What’s happening with Medicaid expansion?

On Friday the Utah House of Representatives amended and passed SB 96, a bill that makes adjustments to Medicaid expansion. This bill, sponsored by Sen. Christensen and Rep. Dunnigan, has been the subject of debate, tension, political maneuvering and protest throughout the first two weeks of the legislative session.

On the one side was a majority of voters who passed Prop 3 for full Medicaid expansion; on the other a majority of legislators tasked by the Utah constitution with the responsibility of balancing the budget – both with equal power to create laws in Utah. In between was a myriad of emotions, conflicting information and even distrust. But, in the end, the bill that passed on Friday turned out to be a prime example of compromise. Here’s why.

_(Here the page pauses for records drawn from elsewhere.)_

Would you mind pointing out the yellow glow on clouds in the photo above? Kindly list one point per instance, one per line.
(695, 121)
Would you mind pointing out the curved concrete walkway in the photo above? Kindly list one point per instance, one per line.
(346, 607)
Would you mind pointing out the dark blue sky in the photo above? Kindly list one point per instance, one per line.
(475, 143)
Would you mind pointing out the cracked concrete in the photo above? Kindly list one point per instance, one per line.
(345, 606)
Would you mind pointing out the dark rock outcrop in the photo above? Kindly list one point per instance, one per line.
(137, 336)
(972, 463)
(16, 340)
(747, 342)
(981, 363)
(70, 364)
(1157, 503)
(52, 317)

The premise of SB 96 was to expand Medicaid in a more limited way than Prop 3 in order to reduce costs. Although the bill had the strong support of leadership and sailed through the Senate, SB 96 had some troubling issues for advocates, such as a delayed implementation date, lack of transparency about cost calculations, concerns about the fiscal note and the problem that it relied on the uncertainty of a waiver from the federal government to get a 90/10 cost sharing split. If the government failed to approve the waiver (as has happened with similar waiver applications filed in Utah), the limited expansion would have cost Utah far more than Prop 3 for less coverage or would get rolled back all together, leaving Utah with no Medicaid expansion.

The Fourth Substitute that passed in the House will ensure that Utahns get Medicaid expansion one way or another in 2019 and beyond. A “bridge plan” will start on April 1st to cover people with incomes up to 100% of the FPL with the federal government paying a 70/30 share of the costs. Two stopgap measures will protect Medicaid expansion should the federal government fail to grant Utah the necessary waivers.

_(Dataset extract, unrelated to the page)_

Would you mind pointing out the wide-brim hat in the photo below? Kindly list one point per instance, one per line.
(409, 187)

Stopgap 1: A waiver application will be submitted requesting the federal government pay a 90/10 share to cover the limited expansion (up to 100% FPL) with work requirements, enrollment caps and lifetime caps. Unlike the previous version of the bill, if the waiver fails to be approved by January 1, 2020, Medicaid will be expanded to cover people earning up to 138% of the FPL, and a new waiver will be submitted, asking for a 90/10 match with a work requirement for enrollees and other cost containment functions, such as enrollment caps and per capita caps.

Stopgap 2: If this waiver is not approved by July 1, 2020, then Utah will revert to full Medicaid expansion as outlined in Rep. Ray Ward’s bill, HB 210. That means Medicaid eligibility would remain at 138% FPL with the full 90/10 cost sharing split for federal matching funds and no caps or work requirements, just like voters wanted. The only differences between Prop 3 and HB 210 are some cost containment strategies, including a hospital assessment and a reduced provider reimbursement rate.

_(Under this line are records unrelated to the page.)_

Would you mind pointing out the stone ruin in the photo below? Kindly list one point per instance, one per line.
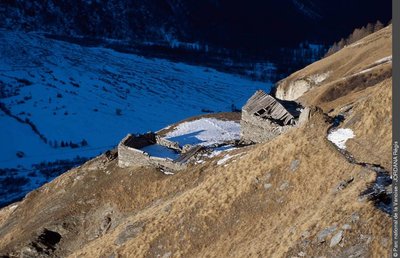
(265, 117)
(133, 151)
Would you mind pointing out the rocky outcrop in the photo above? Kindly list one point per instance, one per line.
(293, 89)
(265, 117)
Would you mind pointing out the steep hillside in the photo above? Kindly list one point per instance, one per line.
(61, 103)
(299, 195)
(227, 24)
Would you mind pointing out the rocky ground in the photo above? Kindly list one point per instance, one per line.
(296, 196)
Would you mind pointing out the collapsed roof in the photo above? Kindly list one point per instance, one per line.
(265, 106)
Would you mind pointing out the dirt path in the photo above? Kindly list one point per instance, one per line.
(380, 191)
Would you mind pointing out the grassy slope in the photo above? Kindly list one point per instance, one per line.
(226, 211)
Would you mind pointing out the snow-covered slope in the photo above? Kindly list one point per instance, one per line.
(54, 93)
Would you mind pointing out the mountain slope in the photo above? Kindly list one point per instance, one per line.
(59, 101)
(228, 24)
(298, 195)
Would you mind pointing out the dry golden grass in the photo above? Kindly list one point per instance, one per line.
(255, 206)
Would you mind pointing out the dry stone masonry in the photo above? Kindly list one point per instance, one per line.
(265, 117)
(130, 153)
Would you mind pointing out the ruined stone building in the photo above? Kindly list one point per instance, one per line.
(265, 117)
(150, 150)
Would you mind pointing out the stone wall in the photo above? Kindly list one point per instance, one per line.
(129, 156)
(167, 143)
(255, 129)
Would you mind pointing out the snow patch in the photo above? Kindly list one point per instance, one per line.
(340, 136)
(384, 60)
(205, 132)
(225, 159)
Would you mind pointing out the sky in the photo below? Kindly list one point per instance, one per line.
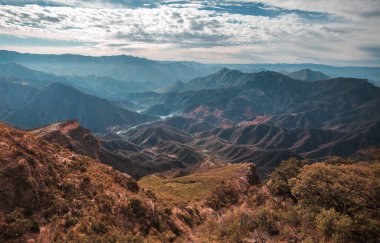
(334, 32)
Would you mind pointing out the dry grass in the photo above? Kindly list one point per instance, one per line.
(192, 188)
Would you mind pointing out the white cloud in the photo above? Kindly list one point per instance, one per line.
(184, 32)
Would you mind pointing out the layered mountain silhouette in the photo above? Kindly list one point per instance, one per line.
(161, 72)
(103, 87)
(58, 102)
(308, 75)
(285, 101)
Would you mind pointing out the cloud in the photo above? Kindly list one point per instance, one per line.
(209, 31)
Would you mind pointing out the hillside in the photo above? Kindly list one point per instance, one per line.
(308, 75)
(59, 102)
(60, 196)
(122, 154)
(286, 102)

The nature of compromise is that both sides get something, and neither side gets everything they want. A majority of voters did not get exactly what they wanted in SB 96 — yet there is a chance they could get full expansion as early as July 1, 2020 if the waivers don’t come through. Many legislators don’t want Medicaid expansion at all, but they came to the table to pass enough Medicaid expansion to ensure that every Utahn can receive health care coverage one way or another and that no Utahn will fall in the “coverage gap” by making too much money to qualify for Medicaid but too little to qualify for a subsidized plan under the ACA.

Time will tell if one side was right or wrong about the costs and cost benefits of Medicaid expansion. But for now, Utah will get Medicaid expansion the Utah way by forging our own plan and compromising.

Action Utah would have preferred full expansion per Prop 3, but we also understand that there were some flaws in the funding and reimbursement portions of the initiative that needed to be addressed. While HB 210 alone would correct those flaws, SB 96 provides more buy in from legislators and includes HB 210 as a stopgap, making it a compromise between competing fixes. We are proud of Utahns who spoke up about their health care needs and desire to protect Medicaid expansion. Although you may not have gotten everything you wanted, your voices were heard and proved critical in making SB 96 a better bill. We are also glad to see legislators take on a challenge and compromise.